Discover the leadership challenges posed by climate change
There are repeated calls for bold climate change leadership and action within politics, business, and both established and grassroots organisations, but what does it really entail? What kind of knowledge and skills define a climate change leader and how can they be learned? What kind of political, cultural and psychological resources are lacking in present initiatives?
In this course, we will explore climate change leadership from a broad range of perspectives. We will take stock of the Paris Agreement – the first-ever legally binding global climate deal – and discuss climate justice and pathways to avoid catastrophic climate change. We will examine the social complexity of climate change, and how it may limit the effectiveness of traditional models of leadership within governance, management and development. And we will discuss how to unpack this complexity and identify climate change leadership opportunities in practical, political and personal spheres.
Consider climate change leadership from international to local levels
Climate change leadership does not only happen in negotiation rooms at international conferences.
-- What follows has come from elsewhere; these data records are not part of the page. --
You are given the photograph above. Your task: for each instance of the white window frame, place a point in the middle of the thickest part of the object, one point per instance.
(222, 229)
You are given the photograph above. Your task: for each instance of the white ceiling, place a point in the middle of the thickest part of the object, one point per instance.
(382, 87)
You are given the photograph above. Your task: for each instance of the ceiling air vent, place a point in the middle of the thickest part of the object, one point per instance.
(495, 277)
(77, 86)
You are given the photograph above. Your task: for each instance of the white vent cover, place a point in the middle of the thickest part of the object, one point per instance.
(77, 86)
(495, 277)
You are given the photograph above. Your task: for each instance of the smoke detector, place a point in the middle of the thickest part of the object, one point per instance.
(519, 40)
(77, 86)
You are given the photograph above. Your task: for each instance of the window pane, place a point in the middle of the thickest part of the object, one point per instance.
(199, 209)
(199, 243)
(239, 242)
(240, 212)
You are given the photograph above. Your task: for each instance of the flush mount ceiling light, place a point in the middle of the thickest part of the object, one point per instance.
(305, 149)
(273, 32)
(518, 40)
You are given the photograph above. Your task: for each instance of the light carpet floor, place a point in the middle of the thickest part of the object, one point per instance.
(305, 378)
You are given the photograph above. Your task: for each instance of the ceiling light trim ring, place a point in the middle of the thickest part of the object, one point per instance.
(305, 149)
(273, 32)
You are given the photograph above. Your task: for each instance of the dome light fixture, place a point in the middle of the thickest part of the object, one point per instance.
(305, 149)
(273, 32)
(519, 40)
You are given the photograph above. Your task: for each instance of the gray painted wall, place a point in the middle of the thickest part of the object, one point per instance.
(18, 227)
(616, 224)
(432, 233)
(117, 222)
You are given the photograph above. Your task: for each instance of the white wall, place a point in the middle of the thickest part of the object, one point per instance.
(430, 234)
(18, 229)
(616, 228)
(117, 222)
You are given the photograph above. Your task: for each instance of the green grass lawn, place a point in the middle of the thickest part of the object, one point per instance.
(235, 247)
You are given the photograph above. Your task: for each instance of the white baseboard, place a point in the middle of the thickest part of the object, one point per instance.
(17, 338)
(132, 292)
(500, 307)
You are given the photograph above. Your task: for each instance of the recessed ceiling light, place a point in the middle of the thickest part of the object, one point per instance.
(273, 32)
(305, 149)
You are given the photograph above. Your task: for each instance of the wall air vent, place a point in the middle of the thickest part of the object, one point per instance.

A central part of the course is therefore to identify, discuss and work with climate change leadership challenges in your own context.
You will create a climate change leadership plan for an organisation or issue that you care about, develop your own capacity as a climate change leader and discover ways to deal with climate change that are in proportion to the scale and urgency of the challenge.
Learn with interdisciplinary climate change leaders at Uppsala University
The course has been developed by Uppsala University – a broad research university, which makes it particularly suited to investigate interdisciplinary areas such as climate change leadership.
Throughout, you will learn with researchers who approach climate change and leadership from scientific, social and cultural standpoints, giving you the tools for creating change within your own personal and organisational contexts.